Hamid’s neighbor Wafa was happy with her small home, which she could build with a loan from the bank of 50,000 riyals.
According to the reports by UNICEF, most marginalized children are suffering from bad nutrition due to poverty and the pollution of water and poor sanitation services.
Despite the attempts to mix marginalized people with society, they still find discriminated against in society, where people believe that marginalized people have caused a bad situation for themselves through the lack of interest in their appearance, education, and life in general.
This situation was one of the motives to implement the Financial Inclusion project to help marginalized group plan for their daily lives.
Choosing Taiz province to implement the project was a result of the high rate of marginalized people living there.
According to the branch manager of UNICEF in Taiz, Dr. Khalid Al-Shaibani, the proportion of the marginalized in Taiz reaches 10% of the rural and urban populations.
“In coordination with the Social Welfare Fund and Alamal Bank, we have developed three steps. The first is to survey marginalized communities, then implement the project of social protection, and finally add eligible cases that are on the waiting list or didn’t benefit from the Social Welfare Fund,” explained Al-Shaibani.

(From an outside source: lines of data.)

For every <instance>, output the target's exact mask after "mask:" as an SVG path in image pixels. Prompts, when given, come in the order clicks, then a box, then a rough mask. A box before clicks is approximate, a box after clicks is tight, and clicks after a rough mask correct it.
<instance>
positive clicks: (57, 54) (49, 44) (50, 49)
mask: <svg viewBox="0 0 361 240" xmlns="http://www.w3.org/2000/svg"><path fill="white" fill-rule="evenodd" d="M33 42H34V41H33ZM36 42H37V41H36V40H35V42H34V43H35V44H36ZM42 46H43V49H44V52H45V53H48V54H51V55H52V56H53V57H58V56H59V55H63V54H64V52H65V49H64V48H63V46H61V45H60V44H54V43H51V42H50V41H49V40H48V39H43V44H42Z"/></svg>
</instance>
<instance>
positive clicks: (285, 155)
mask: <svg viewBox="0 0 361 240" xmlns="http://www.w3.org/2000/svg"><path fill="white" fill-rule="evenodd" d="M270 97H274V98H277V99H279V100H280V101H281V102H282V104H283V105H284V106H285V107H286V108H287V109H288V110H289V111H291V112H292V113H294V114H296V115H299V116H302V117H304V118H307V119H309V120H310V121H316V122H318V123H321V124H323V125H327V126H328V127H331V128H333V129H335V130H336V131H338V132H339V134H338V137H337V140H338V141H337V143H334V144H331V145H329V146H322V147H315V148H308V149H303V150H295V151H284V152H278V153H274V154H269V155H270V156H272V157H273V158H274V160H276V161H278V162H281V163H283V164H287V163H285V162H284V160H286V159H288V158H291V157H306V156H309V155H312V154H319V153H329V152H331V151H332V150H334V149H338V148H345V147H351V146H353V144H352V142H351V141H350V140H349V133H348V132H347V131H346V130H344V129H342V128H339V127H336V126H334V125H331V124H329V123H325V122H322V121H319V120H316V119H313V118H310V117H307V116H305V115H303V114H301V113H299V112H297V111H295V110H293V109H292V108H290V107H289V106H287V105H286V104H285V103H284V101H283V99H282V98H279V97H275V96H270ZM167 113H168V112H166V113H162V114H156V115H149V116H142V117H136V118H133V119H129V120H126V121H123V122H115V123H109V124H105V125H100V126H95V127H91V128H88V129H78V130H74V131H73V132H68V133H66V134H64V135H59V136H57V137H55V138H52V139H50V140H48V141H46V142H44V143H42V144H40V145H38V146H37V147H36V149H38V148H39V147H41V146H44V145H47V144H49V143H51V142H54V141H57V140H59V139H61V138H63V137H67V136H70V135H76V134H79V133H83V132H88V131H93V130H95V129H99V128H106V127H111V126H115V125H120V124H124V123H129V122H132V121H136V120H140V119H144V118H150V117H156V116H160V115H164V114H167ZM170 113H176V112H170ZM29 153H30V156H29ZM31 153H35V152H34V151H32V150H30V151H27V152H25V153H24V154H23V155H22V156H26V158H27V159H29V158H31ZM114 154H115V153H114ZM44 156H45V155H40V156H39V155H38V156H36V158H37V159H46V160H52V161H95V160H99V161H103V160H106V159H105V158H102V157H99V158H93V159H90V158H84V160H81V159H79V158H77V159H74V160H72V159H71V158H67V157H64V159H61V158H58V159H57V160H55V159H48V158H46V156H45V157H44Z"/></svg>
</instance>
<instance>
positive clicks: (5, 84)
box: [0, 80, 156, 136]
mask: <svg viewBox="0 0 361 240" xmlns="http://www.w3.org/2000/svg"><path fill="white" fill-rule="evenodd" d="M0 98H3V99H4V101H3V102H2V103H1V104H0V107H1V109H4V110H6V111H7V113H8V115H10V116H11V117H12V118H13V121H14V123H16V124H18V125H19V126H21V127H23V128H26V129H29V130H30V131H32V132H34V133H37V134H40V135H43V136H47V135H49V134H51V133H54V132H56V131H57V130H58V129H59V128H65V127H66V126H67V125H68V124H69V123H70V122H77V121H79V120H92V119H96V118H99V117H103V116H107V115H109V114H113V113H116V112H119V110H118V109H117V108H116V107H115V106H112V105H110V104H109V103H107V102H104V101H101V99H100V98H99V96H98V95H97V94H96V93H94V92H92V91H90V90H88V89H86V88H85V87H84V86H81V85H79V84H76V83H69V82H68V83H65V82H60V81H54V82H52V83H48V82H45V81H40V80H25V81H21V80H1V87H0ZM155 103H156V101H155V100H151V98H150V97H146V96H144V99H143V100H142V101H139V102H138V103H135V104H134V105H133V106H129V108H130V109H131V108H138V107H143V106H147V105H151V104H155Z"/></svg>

Director of Social Welfare Fund, Qasim Shahara, said that in the survey, which targets nine directorates, they used modern technology which has reduced the errors and made the results more accurate and credible, pointing out that the marginalized people who have been counted in directorates are 55,000.
Shahara confirmed that this marginalized category is ready for any intervention to be integrated into society and they will continue implementing their project to make them an important part of society.